Proofpoint researchers recently released a new study that reveals that phishing attacks were dramatically on the rise last year, and the hackers’ overwhelming focus: credential compromise. This type of attack surged by more than 70% over 2017, beyond even malware infections. Credential phishing attacks were noted by 65% of the infosec professionals participating in the study, whereas only 38% of participants reported that kind of attack in 2017. Malware attacks remained steady at just under 50% for both 2017 and 2018.
Credential compromise: a “dangerous trend”
The authors of the report noted that phishing emails of this sort represent a “dangerous trend given the serious ramifications of a successful credential compromise attack… This is of particular concern given that multiple services often sit behind a single password.”
The Proofpoint project surveyed 15,000 infosec professionals from across the globe and across industries, and it also studied millions of phishing emails sent between October and September of 2018. The researchers determined that 83% of survey participants had been the target of phishing schemes, as opposed to 73% for 2017.
“More respondents said they experienced attacks during 2018 than in 2017,” the study’s authors wrote. “Phishing and spear phishing saw the biggest increases, but all types of attacks happened more frequently than in 2017.”
The healthcare industry didn’t get the worst report card grades, but there’s much room for improvement
Healthcare cybersecurity is of the utmost importance considering the level of sensitivity of patient data, but that doesn’t mean IT professionals’ best efforts can prevent all attacks. For instance, 2018 saw the New York Oncology Hematology breach, in which 15 staff members failed to recognize the phishing attack for what it was, and ultimately, the data of 128,000 individuals (patients and employees) was compromised.
However, when compared with other industries, healthcare’s cybersecurity prognosis was nowhere near the worst. The report determined that healthcare’s “average failure rate” was 8%. This compared to the entertainment industry, which suffered a failure rate exactly double that at 16%. When it came to the click-through rate for malicious links embedded in phishing emails that send the victim to a page to enter their personal data, however, the healthcare sector came in at 13%.
Those malicious links, used in nearly 70% of all attacks, are the most common type of phishing attempt, according to the Proofpoint researchers. Only 17% of phishing campaigns employed a direct data form for collecting victims’ personal information rather than a link sending them to another page, and 14% of phishing attempts use malicious email attachments to try to steal data.
Before you click that link . . .
Among the types of schemes that most commonly compelled victims to enter their personal information were emails that alerted users to password changes, invoice payments, toll violations, and new building evacuation plans.

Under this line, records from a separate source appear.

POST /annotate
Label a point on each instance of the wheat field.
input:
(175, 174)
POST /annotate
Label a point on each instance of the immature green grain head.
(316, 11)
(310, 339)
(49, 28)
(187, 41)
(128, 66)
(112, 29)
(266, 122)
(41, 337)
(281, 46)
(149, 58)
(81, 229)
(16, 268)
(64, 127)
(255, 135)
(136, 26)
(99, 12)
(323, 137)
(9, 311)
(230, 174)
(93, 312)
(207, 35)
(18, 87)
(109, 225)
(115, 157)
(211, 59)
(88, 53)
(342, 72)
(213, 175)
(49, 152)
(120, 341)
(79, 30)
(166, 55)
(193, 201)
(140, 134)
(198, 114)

“Across the board, infosec professionals identified a more active social engineering landscape in 2018,” the report authors wrote. “The vast majority—96%—said the rate of phishing attacks either increased or stayed consistent throughout the year.”
Nearly all professionals surveyed are training users in anti-phishing security
The news isn’t all bleak, however; the study included a promising statistic: 95% of infosec professionals reported training end users on identifying and avoiding phishing campaigns. Further, the majority of the survey respondents said they already use threat monitoring platforms, URL rewriting, and spam filters in the ongoing effort to boost cybersecurity and be proactive.
“They are also shifting to a more people-centric model by proactively identifying phishing susceptibility, measuring end-user risk, and delivering regular security awareness training,” the Proofpoint researchers stated.